Drawn From Life
'Blips' plague high-concept Padua Hills Playwrights Festival
By Don Shirley
The Padua Hills were alive with the sound of theater. In most of the summers between 1978 and 1995, adventurous L.A. theatergoers made at least one annual pilgrimage to the Padua Hills Playwrights Festival.
It was a wayfaring event, taking place at 11 locations in 15 seasons. And even after you found any particular edition of the festival, you didn’t settle down in one place. Patrons walked from one makeshift stage to another, usually under the stars, in order to see short, site-specific, new plays. The scripts were often elliptical, stylized and not entirely accessible. But the festival itself was more memorable than most of the plays it produced. At its best, it created a buzzy sensation of being on the cutting edge of American theatrical culture.
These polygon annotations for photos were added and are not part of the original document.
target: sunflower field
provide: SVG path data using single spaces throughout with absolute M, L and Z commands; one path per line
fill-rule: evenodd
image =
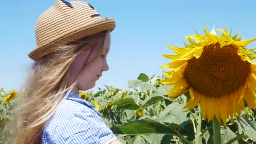
M 168 45 L 176 55 L 163 55 L 172 61 L 161 67 L 173 69 L 162 76 L 142 73 L 127 89 L 105 85 L 79 96 L 122 144 L 256 144 L 256 56 L 245 48 L 256 39 L 204 30 L 185 48 Z M 1 90 L 0 130 L 16 96 Z
M 141 73 L 129 80 L 128 90 L 106 85 L 96 93 L 81 92 L 79 96 L 100 112 L 123 144 L 213 144 L 212 123 L 200 116 L 199 107 L 185 112 L 188 92 L 169 98 L 166 93 L 172 86 L 161 84 L 164 78 Z M 11 116 L 14 104 L 3 101 L 10 93 L 1 91 L 1 125 Z M 233 123 L 228 121 L 221 126 L 222 143 L 256 142 L 256 111 L 247 107 Z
In 2001 Padua Playwrights was revived as a producing organization, but not as a festival. Since then, it has produced plays that often share stylistic traits with those from Padua’s glory days. But most of them are staged inside conventional small theaters, in no particular season. Without the festival umbrella, the plays don’t feel nearly as distinguishable from any number of other plays in L.A.’s teeming small-theater world.
For three weeks, however, some of that old festival feeling is back, in the form of Padua Playwrights’ A Thousand Words,
co-produced with LaDADspace. No, this event isn’t outdoors, nor does the audience trek from one play to another. But it’s not in a same-old, same-old venue, either.
It’s at Art Share L.A., in the way-cool loft district east of Little Tokyo. The audience walks into a gallery and starts examining the art. Then, just before curtain time, we enter a small theatrical space, take our seats, and the art is brought to us. Each of nine short plays was inspired by a work of art, and these inspirational pieces are shuttled out to serve as the backdrop for the actors – or, in one case, as an integral part of the set.
Actually, last Saturday the procession of the art pieces didn’t quite work out according to plan. Three of the nine that were pictured in the program didn’t appear on stage, for a variety of technical reasons. In two of those cases, another work by the same artist was substituted.
As in the old festival days, the total experience was greater than the sum of its parts and blips. We again caught that feeling of being very close to creative minds at work, in both the theatrical and the purely visual arts. And let’s not forget the nuanced artistic fusion of the theatrical designers, Dan Reed (lighting) and Gwendolyn Stukely (costumes).
Some of the nine plays are considerably more communicative and apparently more finished than the others. On the serious side, Phinneas Kiyomura’s Woods took us into a meth lab in the backwoods and into the backstory memories of an estranged father (Mike Wiles) and daughter (Niamh McCormally). This is the play in which the corresponding art piece, Lilli Muller’s “Transformation,” served as a part of the actual set instead of just as a backdrop. Its appearance is timed to coincide with the climax of the play, and it is indeed a transformative moment.
Both Wiles and McCormally also appeared in the first play, Chris Kelley’s Piece, but in this case they’re looking at an offstage painting that we can’t see. We do, however, get to see the painting that purportedly inspired Kelley, Matt Aston’s “Portrait (Miranda)” which aptly conveys a personality similar to that of the character played by McCormally.
The evening’s comic highlight is certainly Sharon Yablon’s Look Up, in which a real estate agent (Tina Preston) shows off a house in an Irvine gated community to a disillusioned husband (Gregory Littman), wife (Lisa Denke) and son (Jack Littman). It’s brilliantly balanced between the lucid and the elusive.